MAVL and StickWRLD: visually exploring relationships in nucleic acid s(百拇医药)

MAVL and StickWRLD: visually exploring relationships in nucleic acid s

http://www.100md.com 《核酸研究医学期刊》

     Children's Research Institute and the Department of Pediatrics, The Ohio State University, 700 Children's Drive, W531, Columbus, OH 43205, USA

    * Tel: +1 614 722 2557; Fax: +1 614 722 3273; Email: ray@biosci.ohio-state.edu

    ABSTRACT

    Many powerful tools have been created to detect and describe the similarities between nucleic acid or protein sequences. Frequently these take the form of a sequence consensus, expressing simple most popular positional identities, positional identities with allowances for varying positions or some type of statistical description of the positional frequency characteristics of the defining sequence family. Despite the fact that some provide intuitively interpretable descriptions of the consensuses themselves, they typically do not give the viewer any information about regions of the sequence that might have inter-positional dependencies, and that therefore do not obey a strict consensus behavior. Herein, we present MAVL (Multiple Alignment Variation Linker) and StickWRLD. MAVL is our web-based application for detecting and displaying both positive and negative inter-positional correlations in nucleic acid sequences. MAVL examines all positional pairs in each of a collection of pre-aligned sequences and determines any pairs that occur with either greater or lesser frequency than a positional frequency matrix would predict. These data are then composited into a StickWRLD representation and supplied back to the user as a VRML (virtual reality modeling language) file. MAVL and StickWRLD can be accessed at http://www.microbial-pathogenesis.org/stickwrld/. A tutorial that explains MAVL features and demonstrates typical user interactions with StickWRLD graphs is available at http://www.microbial-pathogenesis.org/stickwrld/tutorial/sticktut2.html. This tutorial is quite large; please be patient while it loads.

    INTRODUCTION

    In examining biosequences, one of the fundamental tasks is the description and display of related patterns within a group of sequences. This task has been approached in several different manners: simply cataloging the most frequently occurring residue at each position and producing a string describing each most popular residue; cataloging the frequency of each residue at each position and producing a description that contains either the single most prevalent residue or a set describing the allowable residues at each position (1); cataloging the frequency of each residue at each position and producing a positional frequency matrix (usually transformed into a positional weight matrix or log-odds matrix) instead of a simple consensus (1); or applying more advanced statistical methods to describe the sequence family in a construct such as a hidden Markov model (HMM) (2).

    Unfortunately, with popular methods, as the descriptive power of the method (in terms of its ability to capture nuances in the sequence family) increases, the interpretability of the results (in terms of their being intuitively understood by the viewer) generally decreases. Figure 1a shows a small collection of aligned sequences (the complete list of sequences used and a subsequence of an Archaeal endonuclease target site are available from http://www.microbial-pathogenesis.org/data/variable_core.txt), and Figure 1b–d illustrates a range of typical depictions of the information contained in these sequences. These representations, generated by MEME (1), include a typical consensus description (Figure 1b), the consensus with positional variability indicated (Figure 1c) and a positional frequency matrix (Figure 1d). HMMs do not lend themselves to simple visual representation.

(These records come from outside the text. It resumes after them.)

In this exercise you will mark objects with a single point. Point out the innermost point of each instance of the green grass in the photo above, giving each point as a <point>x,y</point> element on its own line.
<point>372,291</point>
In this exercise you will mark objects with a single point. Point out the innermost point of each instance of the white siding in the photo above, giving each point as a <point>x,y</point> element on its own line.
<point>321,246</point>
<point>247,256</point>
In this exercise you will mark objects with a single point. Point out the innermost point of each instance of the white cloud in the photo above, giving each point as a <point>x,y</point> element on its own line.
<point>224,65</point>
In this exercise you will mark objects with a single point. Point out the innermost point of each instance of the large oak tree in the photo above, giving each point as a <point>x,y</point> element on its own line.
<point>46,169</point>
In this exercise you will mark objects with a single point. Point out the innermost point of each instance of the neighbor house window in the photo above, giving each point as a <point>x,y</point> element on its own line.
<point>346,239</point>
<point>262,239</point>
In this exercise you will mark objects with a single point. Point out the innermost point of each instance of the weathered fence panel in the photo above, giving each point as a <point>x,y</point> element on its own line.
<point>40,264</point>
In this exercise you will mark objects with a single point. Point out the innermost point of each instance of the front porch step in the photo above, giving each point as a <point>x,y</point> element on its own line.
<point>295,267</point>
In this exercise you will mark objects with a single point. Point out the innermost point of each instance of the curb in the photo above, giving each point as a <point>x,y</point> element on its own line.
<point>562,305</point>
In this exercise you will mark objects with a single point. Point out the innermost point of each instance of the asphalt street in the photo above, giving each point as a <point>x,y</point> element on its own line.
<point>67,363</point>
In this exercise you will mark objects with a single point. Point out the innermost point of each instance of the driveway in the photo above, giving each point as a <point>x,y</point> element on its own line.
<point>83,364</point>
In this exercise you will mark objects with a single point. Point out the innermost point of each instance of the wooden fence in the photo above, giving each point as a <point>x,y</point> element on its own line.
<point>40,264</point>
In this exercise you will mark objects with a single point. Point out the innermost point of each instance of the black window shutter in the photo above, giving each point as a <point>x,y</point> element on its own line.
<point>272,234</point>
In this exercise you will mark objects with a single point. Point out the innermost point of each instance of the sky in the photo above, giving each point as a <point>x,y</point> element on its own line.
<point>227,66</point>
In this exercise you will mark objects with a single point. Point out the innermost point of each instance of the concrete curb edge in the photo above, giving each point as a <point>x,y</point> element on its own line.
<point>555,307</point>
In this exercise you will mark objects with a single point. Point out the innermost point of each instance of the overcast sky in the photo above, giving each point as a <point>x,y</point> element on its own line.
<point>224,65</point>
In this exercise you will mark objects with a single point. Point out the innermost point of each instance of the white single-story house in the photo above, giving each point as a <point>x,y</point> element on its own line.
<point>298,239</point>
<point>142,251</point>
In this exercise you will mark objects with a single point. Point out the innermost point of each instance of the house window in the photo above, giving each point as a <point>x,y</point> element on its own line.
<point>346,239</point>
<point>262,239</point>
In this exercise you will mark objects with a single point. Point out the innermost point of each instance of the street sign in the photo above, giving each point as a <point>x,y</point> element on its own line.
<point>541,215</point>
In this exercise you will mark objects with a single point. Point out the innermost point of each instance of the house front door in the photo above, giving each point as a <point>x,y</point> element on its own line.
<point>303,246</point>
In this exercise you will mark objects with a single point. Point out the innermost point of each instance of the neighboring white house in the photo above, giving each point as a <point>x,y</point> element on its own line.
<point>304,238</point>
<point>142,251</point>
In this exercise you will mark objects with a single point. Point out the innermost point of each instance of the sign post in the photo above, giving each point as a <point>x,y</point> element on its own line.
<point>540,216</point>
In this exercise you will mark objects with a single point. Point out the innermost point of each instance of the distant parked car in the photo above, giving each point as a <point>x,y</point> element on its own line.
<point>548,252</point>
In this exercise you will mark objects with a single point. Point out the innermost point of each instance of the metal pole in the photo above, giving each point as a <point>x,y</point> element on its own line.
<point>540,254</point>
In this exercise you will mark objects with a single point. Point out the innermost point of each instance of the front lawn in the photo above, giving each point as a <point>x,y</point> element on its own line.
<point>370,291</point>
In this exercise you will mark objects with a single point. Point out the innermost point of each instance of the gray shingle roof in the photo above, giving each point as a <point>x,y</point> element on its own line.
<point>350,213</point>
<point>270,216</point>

    Figure 1. Typical representations used to describe a family of sequences. (a) Shows a collection of sequences; (b) is the consensus for this entire family (including sequences not shown here); (c) is a consensus with positional variation as calculated by MEME; (d) is a positional frequency matrix as calculated by MEME; (e) is a Sequence Logo for this family of sequences.

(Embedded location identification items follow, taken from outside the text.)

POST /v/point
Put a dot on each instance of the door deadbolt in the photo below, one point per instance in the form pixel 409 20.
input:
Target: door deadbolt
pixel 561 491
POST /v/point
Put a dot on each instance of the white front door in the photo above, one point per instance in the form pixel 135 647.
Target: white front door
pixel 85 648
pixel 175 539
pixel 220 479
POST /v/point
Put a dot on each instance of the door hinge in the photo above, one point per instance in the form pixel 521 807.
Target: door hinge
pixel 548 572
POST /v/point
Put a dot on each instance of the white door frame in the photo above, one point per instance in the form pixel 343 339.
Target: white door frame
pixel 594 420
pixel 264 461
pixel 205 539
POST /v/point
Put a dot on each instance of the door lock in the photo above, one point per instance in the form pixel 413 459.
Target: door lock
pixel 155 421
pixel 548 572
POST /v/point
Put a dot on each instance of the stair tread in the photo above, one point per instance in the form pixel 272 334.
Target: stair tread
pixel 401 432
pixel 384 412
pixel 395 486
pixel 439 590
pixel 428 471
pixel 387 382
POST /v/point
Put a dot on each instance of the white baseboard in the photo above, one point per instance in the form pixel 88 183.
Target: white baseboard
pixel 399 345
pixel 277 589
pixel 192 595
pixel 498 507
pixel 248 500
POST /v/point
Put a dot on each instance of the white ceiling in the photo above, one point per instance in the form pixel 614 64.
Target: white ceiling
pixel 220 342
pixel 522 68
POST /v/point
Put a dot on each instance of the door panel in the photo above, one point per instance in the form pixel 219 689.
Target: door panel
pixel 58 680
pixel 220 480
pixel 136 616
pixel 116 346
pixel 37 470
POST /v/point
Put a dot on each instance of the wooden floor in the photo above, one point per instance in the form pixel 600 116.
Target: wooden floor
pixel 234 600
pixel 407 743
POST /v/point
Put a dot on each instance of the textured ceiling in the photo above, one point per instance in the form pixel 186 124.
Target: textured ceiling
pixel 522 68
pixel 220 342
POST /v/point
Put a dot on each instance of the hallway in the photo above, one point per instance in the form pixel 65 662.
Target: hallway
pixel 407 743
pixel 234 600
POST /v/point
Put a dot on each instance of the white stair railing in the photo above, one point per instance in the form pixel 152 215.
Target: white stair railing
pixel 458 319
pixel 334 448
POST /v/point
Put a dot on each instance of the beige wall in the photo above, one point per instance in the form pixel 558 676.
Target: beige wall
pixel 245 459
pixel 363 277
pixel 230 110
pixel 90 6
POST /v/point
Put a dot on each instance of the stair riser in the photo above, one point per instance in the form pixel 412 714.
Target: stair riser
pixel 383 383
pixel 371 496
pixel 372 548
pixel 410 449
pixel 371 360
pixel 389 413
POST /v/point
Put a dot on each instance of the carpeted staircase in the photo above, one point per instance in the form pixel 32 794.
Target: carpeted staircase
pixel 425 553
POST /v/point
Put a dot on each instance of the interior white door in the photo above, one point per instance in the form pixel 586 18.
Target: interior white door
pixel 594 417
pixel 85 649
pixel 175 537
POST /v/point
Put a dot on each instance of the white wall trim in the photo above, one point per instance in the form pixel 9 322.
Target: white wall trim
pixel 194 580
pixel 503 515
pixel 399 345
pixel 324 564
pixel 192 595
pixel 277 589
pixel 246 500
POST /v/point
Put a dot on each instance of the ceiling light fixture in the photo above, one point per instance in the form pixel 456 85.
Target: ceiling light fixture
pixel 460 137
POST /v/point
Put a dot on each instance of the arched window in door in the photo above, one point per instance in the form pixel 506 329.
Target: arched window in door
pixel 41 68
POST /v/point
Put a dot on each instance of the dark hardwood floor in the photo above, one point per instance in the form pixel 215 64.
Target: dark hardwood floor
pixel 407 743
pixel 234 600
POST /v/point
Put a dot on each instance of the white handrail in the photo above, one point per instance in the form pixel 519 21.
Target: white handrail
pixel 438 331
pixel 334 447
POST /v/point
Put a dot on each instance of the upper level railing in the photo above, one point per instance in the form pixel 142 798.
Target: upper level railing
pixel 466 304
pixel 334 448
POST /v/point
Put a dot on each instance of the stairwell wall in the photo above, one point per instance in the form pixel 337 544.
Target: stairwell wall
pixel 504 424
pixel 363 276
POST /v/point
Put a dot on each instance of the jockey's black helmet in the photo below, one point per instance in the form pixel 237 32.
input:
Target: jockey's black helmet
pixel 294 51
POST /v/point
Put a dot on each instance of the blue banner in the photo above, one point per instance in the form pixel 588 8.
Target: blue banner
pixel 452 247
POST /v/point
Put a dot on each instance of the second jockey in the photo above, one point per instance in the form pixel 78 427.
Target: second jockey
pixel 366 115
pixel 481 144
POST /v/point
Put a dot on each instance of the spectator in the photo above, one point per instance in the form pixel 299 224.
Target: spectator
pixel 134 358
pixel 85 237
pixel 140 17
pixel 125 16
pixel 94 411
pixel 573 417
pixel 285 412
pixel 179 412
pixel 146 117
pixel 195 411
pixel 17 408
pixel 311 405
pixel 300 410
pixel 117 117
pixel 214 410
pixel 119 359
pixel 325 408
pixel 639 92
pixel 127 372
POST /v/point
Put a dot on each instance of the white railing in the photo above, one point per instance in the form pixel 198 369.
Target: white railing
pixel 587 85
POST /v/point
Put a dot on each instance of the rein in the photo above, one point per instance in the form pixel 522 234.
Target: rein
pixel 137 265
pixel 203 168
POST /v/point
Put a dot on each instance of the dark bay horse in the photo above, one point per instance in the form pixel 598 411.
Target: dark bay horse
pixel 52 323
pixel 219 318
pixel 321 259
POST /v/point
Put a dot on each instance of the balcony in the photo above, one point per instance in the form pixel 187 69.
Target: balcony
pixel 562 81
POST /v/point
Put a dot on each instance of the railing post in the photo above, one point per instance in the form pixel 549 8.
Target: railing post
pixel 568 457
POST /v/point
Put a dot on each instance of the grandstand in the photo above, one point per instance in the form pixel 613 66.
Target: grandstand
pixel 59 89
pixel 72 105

    Some of the difficulty in visually interpreting the more sophisticated descriptions lies in the fact that they contain more information about the sequence family, and therefore require more effort on the part of the viewer. Some is also due to the fact that the more powerful descriptions are designed primarily to facilitate sequence searches, rather than to convey the pattern information to a human reader. On the other hand, representations that are specifically designed to convey the content of a positional frequency matrix, such as Sequence Logos (3), can convey the information content in the matrix much more intuitively than the arrayed values of the matrix itself. Figure 1e shows a Sequence Logo for the sequences shown in Figure 1a. This provides a considerably more intuitive presentation of the positional probabilities of the sequences, including the information content at each position. However, it conveys only the positional properties of the sequence family, and not relationships between the positions.

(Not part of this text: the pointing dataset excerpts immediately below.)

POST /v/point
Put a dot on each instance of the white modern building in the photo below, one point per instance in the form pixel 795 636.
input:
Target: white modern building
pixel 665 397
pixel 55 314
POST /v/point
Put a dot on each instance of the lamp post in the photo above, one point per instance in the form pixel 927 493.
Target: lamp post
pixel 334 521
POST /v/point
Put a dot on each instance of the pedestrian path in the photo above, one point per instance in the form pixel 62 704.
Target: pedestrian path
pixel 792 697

    In this paper, we propose StickWRLD representations of aligned sequence patterns for nucleic acid (NA) sequences, and announce the availability of the MAVL/StickWRLD server at http://www.microbial-pathogenesis.org/stickwrld/. StickWRLD representations are three-dimensional VRML graphs (http://www.web3d.org/) that simultaneously depict the positional frequency characteristics of an NA sequence family, and any first-order interactions that appear between the identities of bases at different positions in the sequence. Figure 2 displays three views of the StickWRLD representation of the same sequence family shown in Figure 1. Positional frequencies are indicated by the size of the spheres, with red, blue, green and yellow balls corresponding to A, T, G and C nucleotides respectively. Positions whose identities show a relationship that is not explained by the consensus are connected by a line. The thickness of the line indicates the strength of the relationship, and the color indicates a positive (white) or negative (red) relationship between the identities at the positions. As can be seen, the co-occurrence of G and C at the sixth and ninth (and also seventh and eighth) positions is clearly shown, as well as other fine structure in the positional identities. In the live VRML graph the diagram can be scaled, translated and rotated.

    Figure 2. StickWRLD graph representations of the sequence family shown in Figure 1a. (a) Shows an ‘overhead’ view of the StickWRLD graph, while (b) and (c) show other orientations of the VRML graph. The overhead view is useful for detecting stem–loop type motifs, while the side views are better for examining detail in the position-to-position relationships.

    StickWRLD representations are created by plotting an array of spheres that represent the scores in a positional frequency/weight matrix. The diameters of the spheres are scaled to the percentage frequency of the corresponding nucleotide at each position, and the array is wrapped around a cylinder. Visually, this is an exact analog of a positional frequency matrix, presented graphically in a form where there is an unobstructed line of sight between any two positions in the matrix. Lines are then plotted between the spheres based on the overpopulation or underpopulation of sequences sharing these nucleotides as compared with the consensus expectation. The transparency of the lines can optionally be scaled to represent the significance of the observed relationship (the probability that this relationship has occurred by chance).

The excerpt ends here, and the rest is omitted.